IPSEC tunnels exist from Palo Alto Firewalls to locations across all GEOs globally with primary / secondary tunnels for redundancy purposes (all traffic goes to primary unless primary fails).
At one specific location, users were impacted (after hours) during a maintenance activity - a maintenance alert was published, but there were no documented actions to be taken as part of this alert.
Users were unable to access the internet for about 30 minutes before it recovered.
Maintenance activity was done pod per pod (no data center outage) and hence no action was required from IPSEC firewall side.
Palo Alto Firewall.
IPSEC IKEv1 access method into Cloud SWG.
Tunnel Monitor profile existed, but not attached to impacted firewall at problem location.
Make sure that both liveness checks and tunnel monitoring profile exists and are attached to the IPSEC tunnel configuration into Cloud SWG, so that connectivity and IKE protocol events are detected transparently.
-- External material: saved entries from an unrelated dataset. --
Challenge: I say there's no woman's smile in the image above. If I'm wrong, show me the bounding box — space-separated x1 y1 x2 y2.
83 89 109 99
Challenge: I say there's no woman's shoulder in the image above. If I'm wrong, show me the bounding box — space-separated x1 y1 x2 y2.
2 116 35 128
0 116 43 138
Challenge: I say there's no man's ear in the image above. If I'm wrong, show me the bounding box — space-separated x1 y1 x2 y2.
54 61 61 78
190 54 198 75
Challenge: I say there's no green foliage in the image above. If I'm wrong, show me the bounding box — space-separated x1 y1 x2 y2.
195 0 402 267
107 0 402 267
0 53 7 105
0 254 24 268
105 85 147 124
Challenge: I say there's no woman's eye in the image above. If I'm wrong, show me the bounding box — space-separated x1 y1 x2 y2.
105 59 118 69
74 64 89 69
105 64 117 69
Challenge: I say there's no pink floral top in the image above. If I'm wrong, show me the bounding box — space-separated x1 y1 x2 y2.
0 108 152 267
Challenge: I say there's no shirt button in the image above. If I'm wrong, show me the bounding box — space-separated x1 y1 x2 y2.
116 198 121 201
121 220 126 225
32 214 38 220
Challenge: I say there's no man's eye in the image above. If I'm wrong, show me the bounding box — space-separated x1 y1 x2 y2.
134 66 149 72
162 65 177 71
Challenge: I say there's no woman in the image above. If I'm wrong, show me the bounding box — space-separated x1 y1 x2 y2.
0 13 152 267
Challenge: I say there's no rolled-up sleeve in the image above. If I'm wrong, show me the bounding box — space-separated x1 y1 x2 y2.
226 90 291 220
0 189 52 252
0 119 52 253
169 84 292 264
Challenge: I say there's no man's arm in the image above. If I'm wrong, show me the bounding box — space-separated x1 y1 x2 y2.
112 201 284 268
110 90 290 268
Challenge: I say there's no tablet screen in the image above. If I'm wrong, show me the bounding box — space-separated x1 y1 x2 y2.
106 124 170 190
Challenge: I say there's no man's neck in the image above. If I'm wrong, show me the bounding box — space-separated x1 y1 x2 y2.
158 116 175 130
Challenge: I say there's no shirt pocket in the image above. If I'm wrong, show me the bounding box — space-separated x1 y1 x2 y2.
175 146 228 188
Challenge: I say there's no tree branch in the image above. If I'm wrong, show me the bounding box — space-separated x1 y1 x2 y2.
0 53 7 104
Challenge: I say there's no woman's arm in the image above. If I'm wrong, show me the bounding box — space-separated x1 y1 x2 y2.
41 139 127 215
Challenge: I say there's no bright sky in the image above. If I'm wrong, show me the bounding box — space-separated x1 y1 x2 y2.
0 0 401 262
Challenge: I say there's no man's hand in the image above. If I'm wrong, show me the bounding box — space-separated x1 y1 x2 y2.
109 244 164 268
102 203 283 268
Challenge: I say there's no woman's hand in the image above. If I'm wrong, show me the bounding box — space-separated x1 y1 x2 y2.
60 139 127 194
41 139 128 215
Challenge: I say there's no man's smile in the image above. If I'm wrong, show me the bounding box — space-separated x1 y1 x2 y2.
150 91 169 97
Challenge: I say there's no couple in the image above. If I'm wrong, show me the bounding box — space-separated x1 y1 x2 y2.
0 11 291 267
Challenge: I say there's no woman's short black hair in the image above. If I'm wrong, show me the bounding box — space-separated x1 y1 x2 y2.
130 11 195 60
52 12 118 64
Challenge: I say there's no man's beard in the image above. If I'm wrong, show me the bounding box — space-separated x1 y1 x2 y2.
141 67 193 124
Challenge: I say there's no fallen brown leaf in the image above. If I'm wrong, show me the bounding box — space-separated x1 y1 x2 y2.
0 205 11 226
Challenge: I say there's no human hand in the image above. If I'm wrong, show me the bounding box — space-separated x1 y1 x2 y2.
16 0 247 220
A liveness check enabled Dead Peer Detection (DPD) refers to functionality documented in RFC 3706, which is a method of detecting dead Internet Key Exchange (IKE/Phase1) peers.
A tunnel monitoring profile allows you to verify connectivity between the VPN peers; you can configure the tunnel interface to ping a destination IP address at a specified interval and specify the action if the communication across the tunnel is broken.
When a POD or POP goes down for any reason, it is imperative that the IPSEC firewall is setup to detect this condition.
During the Cloud SWG maintenance activity, PODs were temporarily taken out of rotation and any active connections to the disconnected POD should have been detected on the Palo IPSEC firewall.
Typically, during maintenance activities where no action is required for IPSEC, one pod (e.g. DP1) is taken out of load balancer rotation, necessary updates are performed to the pod, and when completed it is added back into rotation before moving on to do the same with the next pod (e.g DP2). When DP1 is out of rotation, the tunnel should have switched to DP2 automatically and your may noticed a small impact (may need to refresh browser for example, or reconnect if using Teams calls as this is badly impacted by change of egress IP address).
Liveness checks, performed at the DPD layer, should have detected the change and negotiated a new session into Cloud SWG. However, the Palo logs indicate that this did not happen until about 45 minutes (16:57) after the POD went down (16:11 UTC) as shown below:
Since the liveness checks and tunnel monitoring profile are responsible for detecting such events, we focussed out attention there before realising that the tunnel monitoring profile was not applied correctly.